Compustat vs Factset Factor Values Don't Match

sthorson · June 6, 2020, 9:01pm

My primary ranking system returns very different rank values between Compustat and Factset.

Finally had some time to dig into why. I ran a screen using Current>Use Prelim for both providers, pulling data for a number of factors on the S&P 500 universe.

The results are very concerning. The percentage of factor values that matched, or even close, is very low. This makes me very concerned about trusting one data provider vs the other.

Attached is a spreadsheet comparing the values and percent difference in values. Its unnerving to say the least.

Across 25 factors the average percent that match values is only 43%. Most anything having to do with earnings isn’t even close.

Any thoughts would be appreciated.

Compustat_vs_Factset.xlsx (578 KB)

yuvaltaylor · June 6, 2020, 9:57pm

I think it’s worthwhile looking at these factors in some detail, because there are different reasons for the differences and similarities.

First off, some of the “FactSet” numbers are coming from Compustat (because we haven’t yet made the switch for these factors) or from ICE (technical factors like price and volume), so they’re going to match more or less precisely. This is the case with Inst%Own, Vol10DayAvg, Float, and $AvgDollarVolume. Inst%Own will not match so well in the near future.
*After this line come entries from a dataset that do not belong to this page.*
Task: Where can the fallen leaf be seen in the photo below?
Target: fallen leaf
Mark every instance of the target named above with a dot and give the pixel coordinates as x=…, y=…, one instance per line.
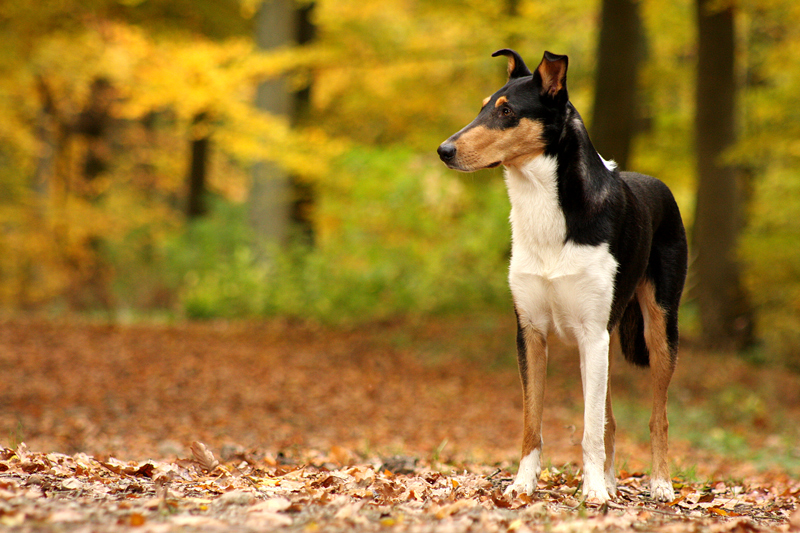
x=203, y=457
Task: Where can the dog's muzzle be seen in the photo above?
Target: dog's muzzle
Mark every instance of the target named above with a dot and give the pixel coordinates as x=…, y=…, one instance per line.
x=447, y=152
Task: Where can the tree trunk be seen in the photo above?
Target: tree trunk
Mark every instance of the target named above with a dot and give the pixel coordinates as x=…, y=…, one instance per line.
x=619, y=53
x=196, y=198
x=725, y=313
x=303, y=192
x=271, y=191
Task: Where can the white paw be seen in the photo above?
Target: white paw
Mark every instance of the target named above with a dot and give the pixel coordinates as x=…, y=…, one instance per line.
x=611, y=485
x=598, y=495
x=530, y=468
x=661, y=490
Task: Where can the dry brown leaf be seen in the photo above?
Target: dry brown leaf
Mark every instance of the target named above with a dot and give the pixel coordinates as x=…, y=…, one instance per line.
x=453, y=508
x=203, y=457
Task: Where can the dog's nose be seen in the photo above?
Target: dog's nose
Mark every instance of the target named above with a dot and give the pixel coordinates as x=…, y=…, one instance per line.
x=447, y=151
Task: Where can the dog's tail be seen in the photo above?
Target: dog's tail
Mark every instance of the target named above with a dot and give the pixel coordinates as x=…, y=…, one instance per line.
x=631, y=335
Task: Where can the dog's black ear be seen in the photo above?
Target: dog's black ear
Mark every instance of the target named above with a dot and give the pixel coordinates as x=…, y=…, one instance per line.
x=551, y=77
x=516, y=66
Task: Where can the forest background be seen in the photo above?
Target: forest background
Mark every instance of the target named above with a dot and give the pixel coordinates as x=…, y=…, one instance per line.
x=233, y=158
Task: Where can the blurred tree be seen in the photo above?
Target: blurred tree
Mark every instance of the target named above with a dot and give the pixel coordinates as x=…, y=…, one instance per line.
x=198, y=165
x=725, y=312
x=620, y=51
x=271, y=189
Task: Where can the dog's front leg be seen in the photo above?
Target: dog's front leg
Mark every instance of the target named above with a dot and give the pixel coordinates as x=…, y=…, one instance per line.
x=594, y=374
x=532, y=358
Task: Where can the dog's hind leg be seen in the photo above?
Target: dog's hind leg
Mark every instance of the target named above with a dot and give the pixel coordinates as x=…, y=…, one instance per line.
x=662, y=365
x=532, y=358
x=594, y=346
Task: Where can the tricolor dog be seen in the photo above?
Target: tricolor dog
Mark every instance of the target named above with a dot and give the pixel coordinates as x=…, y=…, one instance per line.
x=594, y=251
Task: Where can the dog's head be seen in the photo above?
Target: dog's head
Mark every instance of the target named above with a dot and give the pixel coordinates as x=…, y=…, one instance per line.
x=512, y=126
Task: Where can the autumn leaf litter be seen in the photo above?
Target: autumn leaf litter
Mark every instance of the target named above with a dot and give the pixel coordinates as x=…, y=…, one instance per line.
x=252, y=491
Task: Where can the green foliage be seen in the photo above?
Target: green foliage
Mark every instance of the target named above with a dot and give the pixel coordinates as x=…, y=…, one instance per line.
x=396, y=232
x=398, y=235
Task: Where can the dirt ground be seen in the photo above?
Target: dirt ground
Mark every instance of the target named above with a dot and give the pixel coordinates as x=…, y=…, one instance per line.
x=409, y=426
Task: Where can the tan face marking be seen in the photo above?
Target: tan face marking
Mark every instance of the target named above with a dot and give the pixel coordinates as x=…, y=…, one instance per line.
x=481, y=147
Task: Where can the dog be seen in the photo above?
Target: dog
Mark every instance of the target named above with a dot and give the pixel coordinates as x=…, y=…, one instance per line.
x=595, y=252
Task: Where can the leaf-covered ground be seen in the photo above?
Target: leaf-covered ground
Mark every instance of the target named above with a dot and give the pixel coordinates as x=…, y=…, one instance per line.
x=402, y=427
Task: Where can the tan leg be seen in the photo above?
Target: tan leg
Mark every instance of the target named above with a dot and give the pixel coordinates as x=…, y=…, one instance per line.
x=533, y=371
x=661, y=368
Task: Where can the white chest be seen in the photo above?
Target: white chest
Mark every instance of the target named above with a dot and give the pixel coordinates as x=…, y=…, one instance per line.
x=554, y=282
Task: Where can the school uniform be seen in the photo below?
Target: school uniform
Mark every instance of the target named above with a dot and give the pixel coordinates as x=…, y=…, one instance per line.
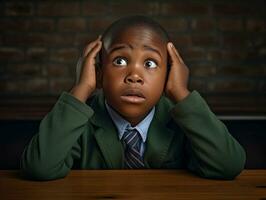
x=183, y=135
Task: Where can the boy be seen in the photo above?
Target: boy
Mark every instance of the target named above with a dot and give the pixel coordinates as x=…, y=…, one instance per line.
x=130, y=123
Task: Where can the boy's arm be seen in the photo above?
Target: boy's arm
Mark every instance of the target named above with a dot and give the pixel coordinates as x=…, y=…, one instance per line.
x=213, y=152
x=50, y=153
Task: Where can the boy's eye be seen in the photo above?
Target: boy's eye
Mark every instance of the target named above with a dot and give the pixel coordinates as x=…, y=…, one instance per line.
x=150, y=64
x=120, y=61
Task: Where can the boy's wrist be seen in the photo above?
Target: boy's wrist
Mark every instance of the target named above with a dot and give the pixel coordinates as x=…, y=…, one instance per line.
x=81, y=92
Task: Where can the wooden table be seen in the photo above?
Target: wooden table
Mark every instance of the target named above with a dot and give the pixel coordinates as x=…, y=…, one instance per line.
x=134, y=184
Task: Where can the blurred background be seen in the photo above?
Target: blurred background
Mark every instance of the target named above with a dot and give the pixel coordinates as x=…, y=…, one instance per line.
x=222, y=42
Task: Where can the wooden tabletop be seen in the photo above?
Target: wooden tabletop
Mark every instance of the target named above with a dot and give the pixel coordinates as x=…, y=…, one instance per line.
x=134, y=184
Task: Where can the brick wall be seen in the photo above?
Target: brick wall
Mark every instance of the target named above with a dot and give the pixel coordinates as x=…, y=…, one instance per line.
x=222, y=42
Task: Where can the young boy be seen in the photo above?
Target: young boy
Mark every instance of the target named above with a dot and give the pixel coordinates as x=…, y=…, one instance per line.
x=130, y=123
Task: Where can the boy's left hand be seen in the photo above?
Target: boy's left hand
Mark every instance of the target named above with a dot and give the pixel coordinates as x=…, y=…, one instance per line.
x=176, y=86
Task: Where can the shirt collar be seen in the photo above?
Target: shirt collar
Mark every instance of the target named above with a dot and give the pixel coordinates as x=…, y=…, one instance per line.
x=121, y=124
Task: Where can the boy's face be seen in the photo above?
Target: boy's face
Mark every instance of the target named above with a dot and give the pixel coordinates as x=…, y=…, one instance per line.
x=134, y=72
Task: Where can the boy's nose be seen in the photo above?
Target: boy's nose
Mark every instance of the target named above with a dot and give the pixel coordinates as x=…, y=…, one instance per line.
x=134, y=78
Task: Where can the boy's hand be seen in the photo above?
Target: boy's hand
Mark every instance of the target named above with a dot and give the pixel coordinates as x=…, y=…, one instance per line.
x=176, y=86
x=86, y=82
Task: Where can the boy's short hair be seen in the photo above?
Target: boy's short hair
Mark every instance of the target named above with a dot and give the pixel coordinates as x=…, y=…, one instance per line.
x=132, y=21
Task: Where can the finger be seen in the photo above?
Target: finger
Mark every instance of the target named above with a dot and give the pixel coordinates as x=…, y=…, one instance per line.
x=90, y=46
x=177, y=54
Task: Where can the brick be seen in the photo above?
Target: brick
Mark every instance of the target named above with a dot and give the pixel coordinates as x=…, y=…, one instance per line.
x=19, y=9
x=235, y=41
x=130, y=8
x=184, y=8
x=256, y=25
x=231, y=86
x=90, y=8
x=248, y=9
x=262, y=87
x=25, y=86
x=174, y=24
x=46, y=25
x=202, y=24
x=57, y=70
x=100, y=24
x=14, y=25
x=230, y=25
x=11, y=54
x=58, y=85
x=72, y=25
x=202, y=70
x=193, y=54
x=204, y=40
x=37, y=54
x=39, y=39
x=64, y=55
x=182, y=40
x=84, y=38
x=229, y=9
x=241, y=71
x=197, y=84
x=23, y=70
x=58, y=8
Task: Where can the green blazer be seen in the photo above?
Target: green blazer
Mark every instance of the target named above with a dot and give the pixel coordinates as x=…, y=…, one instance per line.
x=183, y=135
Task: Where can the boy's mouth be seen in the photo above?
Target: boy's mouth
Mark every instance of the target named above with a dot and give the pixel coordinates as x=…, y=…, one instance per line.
x=133, y=96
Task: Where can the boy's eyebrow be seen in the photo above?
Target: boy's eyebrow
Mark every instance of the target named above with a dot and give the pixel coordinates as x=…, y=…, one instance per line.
x=119, y=46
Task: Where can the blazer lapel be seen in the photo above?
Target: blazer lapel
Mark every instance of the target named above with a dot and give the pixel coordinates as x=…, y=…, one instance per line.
x=159, y=136
x=106, y=135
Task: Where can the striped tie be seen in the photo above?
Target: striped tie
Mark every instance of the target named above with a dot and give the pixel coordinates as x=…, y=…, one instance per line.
x=133, y=159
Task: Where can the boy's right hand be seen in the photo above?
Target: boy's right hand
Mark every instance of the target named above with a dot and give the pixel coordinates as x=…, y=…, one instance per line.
x=86, y=79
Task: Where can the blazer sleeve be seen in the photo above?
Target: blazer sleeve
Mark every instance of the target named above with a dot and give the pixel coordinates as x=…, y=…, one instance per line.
x=212, y=151
x=50, y=153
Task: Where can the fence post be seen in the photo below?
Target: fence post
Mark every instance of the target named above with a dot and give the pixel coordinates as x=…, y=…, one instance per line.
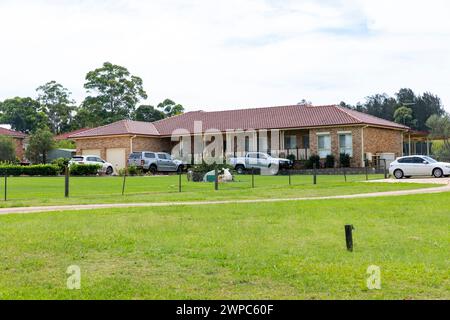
x=216, y=178
x=367, y=169
x=314, y=173
x=6, y=186
x=66, y=182
x=124, y=180
x=253, y=177
x=349, y=237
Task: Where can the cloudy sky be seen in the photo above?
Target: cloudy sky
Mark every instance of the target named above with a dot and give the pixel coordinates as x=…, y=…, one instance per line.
x=215, y=55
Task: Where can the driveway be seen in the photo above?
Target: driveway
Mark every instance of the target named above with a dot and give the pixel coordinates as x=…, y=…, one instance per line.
x=437, y=189
x=416, y=180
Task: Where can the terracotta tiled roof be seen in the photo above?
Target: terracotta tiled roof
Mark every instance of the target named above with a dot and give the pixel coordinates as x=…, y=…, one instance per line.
x=119, y=128
x=12, y=133
x=295, y=116
x=65, y=136
x=286, y=117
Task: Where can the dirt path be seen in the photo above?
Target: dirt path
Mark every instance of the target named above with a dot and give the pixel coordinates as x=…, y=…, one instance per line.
x=23, y=210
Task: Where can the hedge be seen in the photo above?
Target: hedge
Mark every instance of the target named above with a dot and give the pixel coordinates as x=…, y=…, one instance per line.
x=84, y=169
x=35, y=170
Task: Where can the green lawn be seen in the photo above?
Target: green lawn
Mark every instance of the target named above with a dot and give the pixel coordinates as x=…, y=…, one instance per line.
x=26, y=191
x=293, y=250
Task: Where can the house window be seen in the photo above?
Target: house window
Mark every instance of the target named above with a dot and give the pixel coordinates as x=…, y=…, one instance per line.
x=290, y=142
x=324, y=145
x=346, y=143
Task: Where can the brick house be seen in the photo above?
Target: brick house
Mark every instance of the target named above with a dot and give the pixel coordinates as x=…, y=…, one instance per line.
x=300, y=131
x=18, y=139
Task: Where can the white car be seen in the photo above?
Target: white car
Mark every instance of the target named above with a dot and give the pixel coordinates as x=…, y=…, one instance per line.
x=406, y=167
x=259, y=160
x=106, y=167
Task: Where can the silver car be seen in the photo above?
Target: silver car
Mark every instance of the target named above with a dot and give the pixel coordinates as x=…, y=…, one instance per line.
x=155, y=162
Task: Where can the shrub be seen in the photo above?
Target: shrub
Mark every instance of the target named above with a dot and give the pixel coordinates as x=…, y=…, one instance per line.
x=313, y=159
x=329, y=161
x=61, y=163
x=36, y=170
x=84, y=169
x=344, y=160
x=7, y=149
x=291, y=157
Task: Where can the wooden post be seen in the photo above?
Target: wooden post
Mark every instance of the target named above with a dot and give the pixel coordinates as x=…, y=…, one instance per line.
x=349, y=237
x=253, y=177
x=66, y=182
x=6, y=186
x=314, y=173
x=367, y=169
x=124, y=180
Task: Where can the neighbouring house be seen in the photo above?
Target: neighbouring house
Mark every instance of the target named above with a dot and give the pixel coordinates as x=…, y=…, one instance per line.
x=18, y=139
x=302, y=131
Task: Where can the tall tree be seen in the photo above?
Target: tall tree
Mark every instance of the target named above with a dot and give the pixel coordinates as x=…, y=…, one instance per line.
x=170, y=108
x=7, y=149
x=40, y=143
x=380, y=105
x=404, y=115
x=440, y=129
x=57, y=105
x=424, y=107
x=115, y=93
x=148, y=114
x=23, y=114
Now let’s look at one item in particular, NetIncBXorQ. In the S&P 500, 129 out of the 500 companies have slight differences in NetIncBXorQ. Almost all of these differences are tiny: 72 of those are less than 1%. Now what happens when you look at NetIncBXorTTM? Well, if 25% of companies are different in one quarter, when you add up four quarters, you’ll get 68%. To get to EPS, you need to divide NetIncBXorTTM by SharesQ, and there are going to be a few differences there too. When you calculate CashFl, you need to deduct from NetIncBXor preferred dividends (which shouldn’t be different) and depreciation and amortization (which are very different between Compustat and FactSet.) Now let’s compound those differences even further by introducing EPS%Chg. You’re now looking at numbers arising from eight different quarters, so you should see about 90% of companies be different. This alone explains almost the entirety of your spreadsheet. Remember that ROE%, ROA%, and NPMgn% are all derived from NetIncBXor.

Then we get to the estimates. Most of the S&P 500 companies have well over a dozen analysts. The number of analyst that FactSet relies on is a little higher than the number that Compustat relies on, and they’re often quite different analysts. So you’re going to get very little agreement there.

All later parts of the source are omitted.